Research: Are We There Yet? RPKI Deployment Considered
The Resource Public Key Infrastructure (RPKI) system is designed to prevent hijacking of routes at their origin AS. If you don’t know how this system works (and it is likely you don’t, because there are only a few deployments in the world), you can review the way the system works by reading through this post here on rule11.tech.
The paper under review today examines how widely Route Origin Validation (ROV) based on the RPKI system has been deployed. The authors began by determining which Autonomous Systems (AS’) are definitely not deploying route origin validation. They did this by comparing the routes in the global RPKI database, which is synchronized among all the AS’ deploying the RPKI, to the routes in the global Default Free Zone (DFZ), as seen from 44 different route servers located throughout the world. In comparing these two, they found a set of routes which the RPKI system indicated should be originated from one AS, but were actually being originated from another AS in the default free zone.
Using this information, the researchers then looked for AS’ through which these routes with a mismatched RPKI and global table origin were advertised. If an AS accepted, and then readvertised, routes with mismatched RPKI and global table origins, they marked this AS as one that does not enforce route origin authentication.
A second, similar check was used to find the mirror set of AS’, those that do perform a route origin validation check. In this case, the authors traced the same type of route—those for which the origin AS the route is advertised with does not match the originating AS in the RPKI–and discovered some AS’ will not readvertise such a route. These AS’ apparently do perform a check for the correct route origin information.
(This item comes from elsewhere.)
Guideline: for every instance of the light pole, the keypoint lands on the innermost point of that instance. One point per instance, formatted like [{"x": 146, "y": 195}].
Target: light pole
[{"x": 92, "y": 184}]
The result is that only one of the 20 Internet Service Providers (ISPs) with the largest number of customers performs route origination validation on the routes they receive. Out of the largest 100 ISPs (again based on customer AS count), 22 appear to perform a route origin validation check. These are very low numbers.
To double check these numbers, the researchers surveyed a group of ISPs, and found that very few of them claim to check the routes they receive against the RPKI database. Why is this? When asked, these providers gave two reasons.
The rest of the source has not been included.